Have you ever lost your voice?
I have.
Three, actually almost four years ago now, an outpatient surgical procedure I was undergoing went awry. I asphyxiated on the table. After the doctor and nurses revived me on the operating table and I woke up, even though I did not know what had happened, I did know that I had the worst sore throat you can imagine. The process of bringing me back to life involved the serious jamming of things down my throat and my vocal chords — well, they must have been in the way. We each have two and one of mine suffered permanent damage in the process of being restored to life, I would later find out. While I was grateful to be alive, I could not speak at all for several months until my voice began to regain strength and finally one day I could muster a whisper.

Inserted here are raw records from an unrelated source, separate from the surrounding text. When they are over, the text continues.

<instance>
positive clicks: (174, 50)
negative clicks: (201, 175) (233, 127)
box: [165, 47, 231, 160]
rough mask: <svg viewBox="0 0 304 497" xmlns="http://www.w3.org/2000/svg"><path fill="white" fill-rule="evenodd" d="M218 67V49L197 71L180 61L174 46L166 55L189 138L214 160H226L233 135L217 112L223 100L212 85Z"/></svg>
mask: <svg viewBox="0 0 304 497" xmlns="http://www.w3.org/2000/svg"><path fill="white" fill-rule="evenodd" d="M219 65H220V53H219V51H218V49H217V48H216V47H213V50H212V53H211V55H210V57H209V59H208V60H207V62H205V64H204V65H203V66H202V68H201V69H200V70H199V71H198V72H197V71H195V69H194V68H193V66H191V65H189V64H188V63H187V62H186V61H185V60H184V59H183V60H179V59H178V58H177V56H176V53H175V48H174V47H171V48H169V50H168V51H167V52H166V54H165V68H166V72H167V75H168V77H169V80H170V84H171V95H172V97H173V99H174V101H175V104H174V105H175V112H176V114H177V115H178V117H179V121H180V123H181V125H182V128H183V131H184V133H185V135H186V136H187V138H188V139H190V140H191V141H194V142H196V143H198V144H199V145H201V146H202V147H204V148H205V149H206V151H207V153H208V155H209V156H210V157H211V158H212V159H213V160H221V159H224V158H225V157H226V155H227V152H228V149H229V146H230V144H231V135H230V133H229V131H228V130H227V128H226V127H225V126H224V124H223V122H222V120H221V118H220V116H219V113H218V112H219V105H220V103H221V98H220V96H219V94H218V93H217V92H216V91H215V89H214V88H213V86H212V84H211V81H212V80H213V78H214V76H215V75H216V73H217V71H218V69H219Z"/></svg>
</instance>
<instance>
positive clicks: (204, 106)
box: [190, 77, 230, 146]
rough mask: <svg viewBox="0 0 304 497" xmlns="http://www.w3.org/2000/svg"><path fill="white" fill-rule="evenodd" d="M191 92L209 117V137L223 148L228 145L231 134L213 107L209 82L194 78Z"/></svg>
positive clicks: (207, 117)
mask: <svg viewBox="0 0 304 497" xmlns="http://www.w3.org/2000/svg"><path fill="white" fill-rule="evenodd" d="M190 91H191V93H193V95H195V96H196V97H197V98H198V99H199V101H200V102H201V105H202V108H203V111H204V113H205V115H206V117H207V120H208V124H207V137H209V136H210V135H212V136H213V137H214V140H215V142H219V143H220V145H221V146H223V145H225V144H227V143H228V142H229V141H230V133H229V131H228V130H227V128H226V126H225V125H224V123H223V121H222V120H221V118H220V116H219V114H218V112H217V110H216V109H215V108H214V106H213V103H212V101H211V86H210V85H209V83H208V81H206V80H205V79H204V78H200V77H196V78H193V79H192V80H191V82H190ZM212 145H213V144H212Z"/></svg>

When you have lost your voice, you come to understand just how valuable it is. You no longer take it for granted. I lost my voice for almost a year. Once powerful, it came back. But it came back weaker. Not coincidentally — since I now know how much I appreciate what it means to have a voice — I do not use it in the same way I used it before. Now I reserve the use of my voice mainly to cry to the Lord and to ask him for help, as Psalms 142:1 says. Ironically, when my voice was strong and virile, it was basically a slave to an unbridled tongue that fluttered and flailed, the whim of a misguided heart that beat passionately for itself. Now, I submit myself to the Lord every minute of every day and He transforms my heart. I realize am weak; I know that I am weak. And every time I speak I am reminded just how weak I am. Without God, I now know I have nothing. Without God, I know that there is nothing. This is what I know now literally every time I go to speak. Losing my voice was a blessing from the Lord. Using my restored voice the way God intended for me to use it blesses God.
Even though God likes me to use my voice to be thankful and grateful to Him, God is real. He is not in denial. He is not Polly-Annish. God wants you to tell Him like it is — the way you see it. God can, and will, listen to and handle your complaints. The key here is for us to be real. We need to listen to what we are saying, and to be honest with ourselves. And, be honest with God. By talking frankly and honestly with God, God will reveal to us what is going in our hearts. He already knows what is going in our hearts. But because the heart is so deceptive, we do not know. We are often the last person to know what is going on in our hearts.
In my experience, life can be very difficult at times. These difficult times in our lives are made radically more difficult when we refuse to see things from God’s vantage point and with hard heads, stiff necks and chronically hardening hearts.